Black, now successfully reaching the end of two months' treatment at the clinic, is grateful for the intervention. "For the first time, I had to put my addiction in perspective. There were more than 11 people around me, and they each told me how my behaviour had affected them. At the end, I knew that I needed treatment - I could not walk away any more." Executive Structured Intervention, as planned by Green, involves a smaller "team". "We try to bring together, say, a colleague who has expressed concern, a chief executive, a medical director, a drinking buddy or a friend from work. They each assemble the facts and collectively assess the dependency and its impact on the individual, colleagues and the company." It is completely confidential. Green insists that an assessment of performance at work can be a more reliable guide to intervening earlier than a purely clinical approach.

"Experienced executives in trouble can work to high standards for many years. But gradually they do less of it." Once an Structured Intervention is under way, the hope is that the employee will accept an immediate booking with a treatment centre. Unless they feel they have been given a free choice, there is a high risk of relapse. Eddie Roberts, a recovered alcoholic whose employer, a New York bank, intervened on his behalf, initially wanted to back off. "I was the highest-ranking executive in my office, and although I had been drinking heavily for years, I did not think I was an alcoholic. I thought I might have some medical problems - I used to nod off in meetings. "My Structured Intervention was carefully planned.

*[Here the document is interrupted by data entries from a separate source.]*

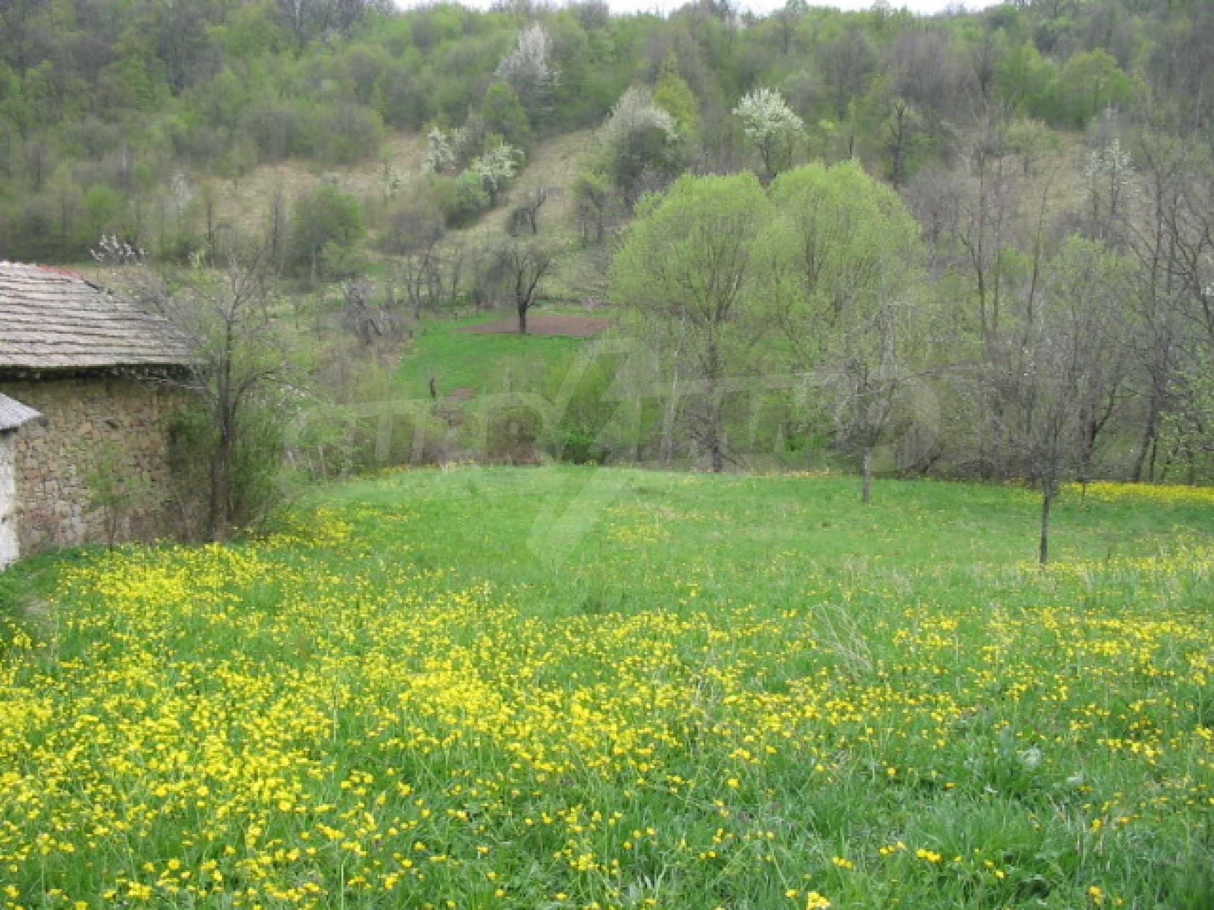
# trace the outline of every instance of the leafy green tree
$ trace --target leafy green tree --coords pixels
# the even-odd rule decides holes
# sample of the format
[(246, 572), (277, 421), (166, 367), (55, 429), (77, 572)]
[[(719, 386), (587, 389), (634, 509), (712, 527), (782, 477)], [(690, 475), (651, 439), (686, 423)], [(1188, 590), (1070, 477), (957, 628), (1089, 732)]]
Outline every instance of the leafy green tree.
[(674, 51), (662, 62), (653, 103), (675, 119), (675, 126), (685, 136), (694, 138), (699, 135), (699, 98), (679, 74), (679, 55)]
[(1059, 76), (1062, 109), (1076, 126), (1083, 126), (1106, 107), (1123, 107), (1134, 97), (1134, 84), (1107, 51), (1077, 53)]
[(924, 353), (919, 226), (856, 161), (782, 174), (771, 198), (781, 216), (764, 248), (776, 318), (794, 370), (816, 375), (830, 399), (836, 442), (860, 455), (868, 502), (873, 454)]
[[(670, 371), (670, 408), (714, 471), (724, 471), (728, 456), (728, 380), (753, 371), (771, 328), (758, 248), (771, 215), (753, 174), (683, 175), (641, 201), (611, 268), (612, 298), (659, 352)], [(688, 381), (691, 393), (680, 399)]]
[(358, 244), (365, 227), (358, 200), (334, 186), (320, 184), (295, 203), (290, 227), (290, 265), (313, 281), (334, 254)]

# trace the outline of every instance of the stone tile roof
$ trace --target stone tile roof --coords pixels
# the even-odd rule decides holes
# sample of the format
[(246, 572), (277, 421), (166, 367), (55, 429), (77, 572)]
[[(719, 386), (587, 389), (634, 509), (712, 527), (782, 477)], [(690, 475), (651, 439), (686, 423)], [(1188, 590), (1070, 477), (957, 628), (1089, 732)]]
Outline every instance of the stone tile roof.
[(42, 415), (33, 408), (27, 408), (21, 402), (6, 394), (0, 394), (0, 433), (17, 430), (23, 423), (38, 420), (40, 416)]
[(0, 369), (176, 366), (191, 362), (161, 317), (70, 272), (0, 261)]

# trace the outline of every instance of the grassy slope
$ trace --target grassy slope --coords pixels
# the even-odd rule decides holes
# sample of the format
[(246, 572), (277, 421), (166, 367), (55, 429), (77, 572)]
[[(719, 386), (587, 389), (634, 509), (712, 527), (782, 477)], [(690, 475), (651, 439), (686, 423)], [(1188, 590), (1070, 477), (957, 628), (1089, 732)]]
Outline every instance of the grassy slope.
[[(555, 312), (544, 307), (537, 312)], [(477, 394), (504, 387), (510, 370), (544, 370), (585, 339), (544, 335), (482, 335), (459, 331), (465, 325), (509, 319), (507, 313), (467, 319), (422, 322), (397, 370), (397, 388), (407, 398), (430, 394), (430, 377), (437, 379), (439, 396), (456, 389)]]
[(1209, 906), (1210, 497), (1068, 496), (1040, 573), (1025, 491), (856, 496), (407, 471), (64, 559), (0, 662), (10, 897)]

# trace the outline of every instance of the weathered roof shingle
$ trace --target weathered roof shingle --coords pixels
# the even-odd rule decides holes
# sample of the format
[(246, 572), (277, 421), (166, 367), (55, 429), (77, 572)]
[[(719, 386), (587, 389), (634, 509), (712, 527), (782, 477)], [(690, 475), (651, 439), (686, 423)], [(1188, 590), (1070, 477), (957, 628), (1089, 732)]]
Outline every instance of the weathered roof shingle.
[(17, 430), (22, 425), (32, 420), (38, 420), (41, 416), (33, 408), (27, 408), (21, 402), (6, 394), (0, 394), (0, 433)]
[(191, 362), (172, 326), (84, 278), (0, 262), (0, 369), (177, 366)]

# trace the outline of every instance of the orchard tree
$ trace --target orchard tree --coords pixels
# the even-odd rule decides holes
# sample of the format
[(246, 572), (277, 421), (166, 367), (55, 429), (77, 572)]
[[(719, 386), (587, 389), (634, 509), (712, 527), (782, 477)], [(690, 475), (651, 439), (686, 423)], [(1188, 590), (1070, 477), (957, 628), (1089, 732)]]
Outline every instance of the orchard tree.
[(527, 314), (535, 306), (539, 285), (556, 265), (556, 250), (549, 243), (512, 238), (493, 254), (490, 274), (504, 285), (515, 313), (518, 334), (527, 334)]
[(1043, 565), (1061, 484), (1085, 479), (1101, 431), (1128, 398), (1127, 286), (1117, 254), (1072, 237), (1016, 298), (982, 370), (1016, 470), (1042, 493)]
[(758, 240), (771, 215), (753, 174), (683, 175), (641, 201), (611, 269), (612, 298), (659, 352), (671, 388), (693, 383), (682, 413), (714, 471), (727, 457), (727, 381), (751, 371), (770, 328)]
[(733, 113), (742, 120), (747, 138), (762, 157), (770, 180), (793, 158), (793, 147), (805, 131), (805, 123), (775, 89), (755, 89), (745, 95)]

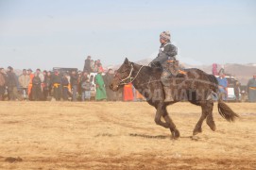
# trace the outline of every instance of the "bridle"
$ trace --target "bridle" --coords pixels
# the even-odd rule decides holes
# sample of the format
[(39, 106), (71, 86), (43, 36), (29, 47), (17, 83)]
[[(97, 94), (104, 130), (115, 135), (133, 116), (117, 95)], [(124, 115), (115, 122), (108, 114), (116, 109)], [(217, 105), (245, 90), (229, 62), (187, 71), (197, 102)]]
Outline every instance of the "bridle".
[[(136, 74), (136, 76), (135, 76), (134, 77), (131, 76), (132, 72), (133, 72), (133, 70), (134, 70), (134, 67), (133, 67), (132, 64), (131, 64), (131, 69), (130, 69), (130, 71), (129, 71), (129, 74), (128, 74), (128, 76), (127, 77), (125, 77), (125, 78), (122, 79), (122, 78), (118, 76), (119, 74), (116, 73), (114, 76), (118, 77), (119, 80), (120, 80), (118, 86), (132, 83), (132, 82), (136, 79), (136, 77), (138, 76), (138, 75), (140, 74), (140, 72), (141, 72), (141, 70), (142, 70), (143, 67), (144, 67), (144, 65), (141, 66), (141, 68), (139, 69), (138, 73)], [(128, 80), (128, 82), (125, 82), (125, 81)]]

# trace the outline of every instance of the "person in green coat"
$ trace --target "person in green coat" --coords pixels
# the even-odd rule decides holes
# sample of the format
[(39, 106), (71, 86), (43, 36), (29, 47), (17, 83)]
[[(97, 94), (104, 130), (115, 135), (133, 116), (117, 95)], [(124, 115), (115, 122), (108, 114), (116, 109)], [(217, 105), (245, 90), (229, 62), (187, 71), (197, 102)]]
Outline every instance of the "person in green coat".
[(102, 71), (98, 71), (98, 74), (95, 76), (94, 83), (96, 85), (96, 96), (95, 100), (106, 100), (107, 94), (106, 94), (106, 89), (105, 89), (105, 83), (102, 77)]

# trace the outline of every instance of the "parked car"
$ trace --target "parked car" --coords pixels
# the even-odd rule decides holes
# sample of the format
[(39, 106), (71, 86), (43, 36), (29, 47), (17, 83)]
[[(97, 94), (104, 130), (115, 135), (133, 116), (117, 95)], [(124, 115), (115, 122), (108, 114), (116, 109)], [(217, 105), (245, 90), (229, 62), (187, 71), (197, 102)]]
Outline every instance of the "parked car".
[[(218, 77), (218, 76), (215, 76)], [(241, 101), (240, 82), (230, 75), (226, 75), (225, 77), (228, 80), (228, 87), (226, 88), (227, 101)]]

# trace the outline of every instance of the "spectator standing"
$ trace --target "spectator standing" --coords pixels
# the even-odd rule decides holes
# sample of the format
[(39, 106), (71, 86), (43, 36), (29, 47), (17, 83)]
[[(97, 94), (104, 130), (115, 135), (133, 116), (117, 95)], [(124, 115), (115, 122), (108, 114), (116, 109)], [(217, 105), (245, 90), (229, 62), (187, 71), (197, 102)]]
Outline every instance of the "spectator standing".
[(27, 94), (28, 94), (28, 98), (29, 99), (32, 99), (31, 90), (32, 90), (32, 85), (33, 85), (32, 80), (33, 80), (33, 77), (34, 77), (34, 74), (32, 72), (33, 71), (31, 69), (27, 69), (27, 75), (30, 77), (30, 82), (29, 82), (29, 85), (28, 85), (28, 88), (27, 88)]
[[(219, 97), (222, 97), (223, 100), (226, 100), (227, 95), (228, 95), (227, 90), (226, 90), (226, 88), (228, 87), (228, 80), (222, 72), (220, 72), (220, 75), (219, 75), (219, 77), (217, 77), (217, 80), (218, 80), (218, 84), (219, 84), (218, 90), (221, 94)], [(224, 94), (224, 95), (222, 95), (222, 94)]]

At 8am, a senior executive summoned me and told me he thought I had an alcohol problem. I was to see the medical officer there and then. I accepted because my job and financial future were at stake." The shock Structured Intervention was successful and he has not had a drink since. But he knows people who have resigned rather than face the stigma of being labelled an alcoholic. If someone refuses treatment, Green suggests that he opts for a full medical and psychological assessment. "This keeps the door open and might seem less threatening." Kirby Gregory, head of treatment services at Clouds House, a treatment centre near Salisbury, says evidence suggests that early Structured Intervention by employers is effective. "Already it is part of some employee assistance programmes. All I ask is that the person with the problem is fully informed about what is available at different treatment centres. That is essential to recovery."

Companies increasingly realise they can no longer ignore the issues

Structured Intervention is not cheap. The cost ranges from about $3,000 to $4,000 for family interventions - negotiable according to means - and $6,000 to $7,000 for company workplace interventions. 30 day rehab at The Retreat costs about $2,500 per week. But, given the sums that could be at stake, companies increasingly realise they can no longer ignore the issues.

Executive warning signs:

  • Fall-off in workload Talented executives often continue to perform at a high level for years - unlike those in less demanding jobs - but close observers will notice tiny signs of job shrinkage as they begin to do fewer things.
  • Inflexibility They start to solve problems by relying on solutions that worked well in the past, but these might no longer be the best way ahead. Stress in others, increased time off, tension, moodiness and irritability in colleagues are signs that something is wrong.
  • Withdrawal Those affected are unlikely to take part in light-hearted discussions on how to cut back their wine drinking.
  • Misleading Ambition Career is still the driving force - so absenteeism or slacking are not an initial problem. Appearance might remain impeccable.
  • Erosion of trust Credibility and trust between addicts and others subtly begins to slip, even though it might be difficult to fault performance.
  • Fall-off in confidence It's more a case of sensing that something is wrong, but fall-off in confidence continues.
  • More problems Personal and financial problems begin to emerge at work. Long phone calls and unusual visits by a spouse to the office are signs.
  • Losing responsibility Other executives take on particularly sensitive or important projects.